If you enjoy blogging and are the sort of writer who will effortlessly entertain and draw a following, then, great, blog away. But think about how many other authors are out there trying the same thing. The competition for eyes on blogs is probably at least as intense as the competition for eyes on novels.

Honestly, what's worked best for me in terms of getting readers has been working with publishers. If you've absolutely decided against that approach, I'd say you could benefit from building relationships with reviewers and bloggers so that when your book is ready they'll review it and/or let you borrow their spaces, their audiences, to talk about your book. A lot of bloggers are hungry for guest content, so that shouldn't be too hard for you to arrange. Reviewers can be trickier, since they have to do a fair bit of work to produce their reviews and they may not want to do that for a random stranger, but if you've established a pattern of posting responses to their reviews they'll be more likely to cooperate. Even something as simple as "This book sounds fantastic - I'm going to check it out. Thanks for reviewing it." can get your name into their heads.

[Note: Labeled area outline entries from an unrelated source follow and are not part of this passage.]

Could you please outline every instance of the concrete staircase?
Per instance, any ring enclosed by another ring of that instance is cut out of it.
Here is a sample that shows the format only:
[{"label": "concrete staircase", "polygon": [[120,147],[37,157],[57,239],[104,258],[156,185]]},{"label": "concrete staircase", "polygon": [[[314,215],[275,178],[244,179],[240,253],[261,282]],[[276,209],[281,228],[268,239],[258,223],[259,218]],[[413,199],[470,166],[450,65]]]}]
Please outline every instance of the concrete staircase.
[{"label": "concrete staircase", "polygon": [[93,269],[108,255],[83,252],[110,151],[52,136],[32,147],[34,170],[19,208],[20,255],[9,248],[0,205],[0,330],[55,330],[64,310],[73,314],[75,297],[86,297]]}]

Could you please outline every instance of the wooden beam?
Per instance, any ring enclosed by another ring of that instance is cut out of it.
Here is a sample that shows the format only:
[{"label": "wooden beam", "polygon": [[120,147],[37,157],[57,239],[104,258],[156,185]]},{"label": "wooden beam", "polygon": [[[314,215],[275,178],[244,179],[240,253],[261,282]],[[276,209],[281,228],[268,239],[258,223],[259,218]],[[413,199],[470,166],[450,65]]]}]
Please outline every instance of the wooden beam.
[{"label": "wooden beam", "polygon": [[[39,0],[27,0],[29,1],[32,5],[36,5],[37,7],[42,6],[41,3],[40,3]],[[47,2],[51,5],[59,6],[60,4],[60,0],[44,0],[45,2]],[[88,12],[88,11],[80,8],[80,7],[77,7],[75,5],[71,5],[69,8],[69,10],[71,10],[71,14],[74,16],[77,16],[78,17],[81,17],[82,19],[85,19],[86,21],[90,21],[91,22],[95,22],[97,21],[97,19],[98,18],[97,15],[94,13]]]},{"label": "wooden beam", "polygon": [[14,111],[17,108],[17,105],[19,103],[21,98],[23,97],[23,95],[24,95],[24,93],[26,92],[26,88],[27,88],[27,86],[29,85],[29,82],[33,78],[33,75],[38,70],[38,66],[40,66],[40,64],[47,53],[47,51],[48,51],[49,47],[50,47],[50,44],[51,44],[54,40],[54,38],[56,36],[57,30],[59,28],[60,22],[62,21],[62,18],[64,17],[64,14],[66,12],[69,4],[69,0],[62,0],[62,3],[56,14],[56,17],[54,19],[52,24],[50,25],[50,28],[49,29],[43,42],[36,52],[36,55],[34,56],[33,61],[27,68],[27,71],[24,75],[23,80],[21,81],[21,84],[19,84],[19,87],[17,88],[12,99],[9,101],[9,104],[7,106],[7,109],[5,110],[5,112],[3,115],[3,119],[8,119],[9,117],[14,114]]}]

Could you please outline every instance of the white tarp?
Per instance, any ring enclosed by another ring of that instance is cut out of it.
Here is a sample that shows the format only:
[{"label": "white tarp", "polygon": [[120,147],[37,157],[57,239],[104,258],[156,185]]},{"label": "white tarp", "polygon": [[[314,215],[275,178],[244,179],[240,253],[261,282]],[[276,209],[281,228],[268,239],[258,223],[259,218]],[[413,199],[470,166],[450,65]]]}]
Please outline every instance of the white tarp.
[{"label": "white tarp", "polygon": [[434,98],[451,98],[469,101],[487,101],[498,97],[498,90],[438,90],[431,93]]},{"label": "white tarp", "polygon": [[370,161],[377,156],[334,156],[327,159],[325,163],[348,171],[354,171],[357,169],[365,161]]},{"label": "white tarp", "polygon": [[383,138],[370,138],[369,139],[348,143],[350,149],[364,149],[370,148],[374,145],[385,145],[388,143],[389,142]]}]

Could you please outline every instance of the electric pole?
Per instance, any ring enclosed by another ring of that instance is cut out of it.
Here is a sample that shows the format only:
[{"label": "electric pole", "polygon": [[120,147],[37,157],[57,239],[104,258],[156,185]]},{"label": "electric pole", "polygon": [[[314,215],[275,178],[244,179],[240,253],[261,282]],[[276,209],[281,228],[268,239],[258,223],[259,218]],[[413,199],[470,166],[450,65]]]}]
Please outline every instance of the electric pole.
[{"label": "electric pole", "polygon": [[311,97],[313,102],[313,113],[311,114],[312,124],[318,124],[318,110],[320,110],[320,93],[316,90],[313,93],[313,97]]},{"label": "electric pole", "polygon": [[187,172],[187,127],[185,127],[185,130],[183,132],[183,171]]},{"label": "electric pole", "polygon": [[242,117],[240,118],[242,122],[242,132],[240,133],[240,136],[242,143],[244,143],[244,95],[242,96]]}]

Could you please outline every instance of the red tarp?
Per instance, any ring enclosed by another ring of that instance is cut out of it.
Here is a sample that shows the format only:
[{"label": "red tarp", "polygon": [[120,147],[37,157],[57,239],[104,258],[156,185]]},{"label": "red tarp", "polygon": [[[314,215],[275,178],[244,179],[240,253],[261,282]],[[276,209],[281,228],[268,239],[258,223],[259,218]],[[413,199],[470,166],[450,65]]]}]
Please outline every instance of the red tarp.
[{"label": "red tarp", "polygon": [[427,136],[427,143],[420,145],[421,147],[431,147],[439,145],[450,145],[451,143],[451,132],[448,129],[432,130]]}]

Obviously you'll want to pick reviewers and bloggers whose audience is similar to the audience your book will appeal to.

Why spend a lot of time and effort building your own followers when you can just borrow someone else's?


----------



## Ralph Rotten (Apr 11, 2018)

How do you attract attention to a book you have not yet written?
answer; put it on presale and point your marketing at that.

The downside is that if you miss your deadline, Amazon will block you from using the presale feature for a year. 


Also 
Create a twitter account
Join every online public forum that even distantly relates to your book's content or demographic...and shamelessly self promote yourself.
Get a facebook account (and keep it professional--no politics)
Send press releases to local papers, inquire about submitting for reviews.
just a few things...


----------



## Ralph Rotten (Apr 12, 2018)

I emphasize the shameless part. Marketing is not for the meek.


----------



## ScarletM.Sinclaire (Apr 13, 2018)

Thank you guys so much for the responses. I'll get a start on twitter. I do have a fb account already set up with my pen name, Scarlet M. Sinclaire. I'll need to go back into it and start joining it. 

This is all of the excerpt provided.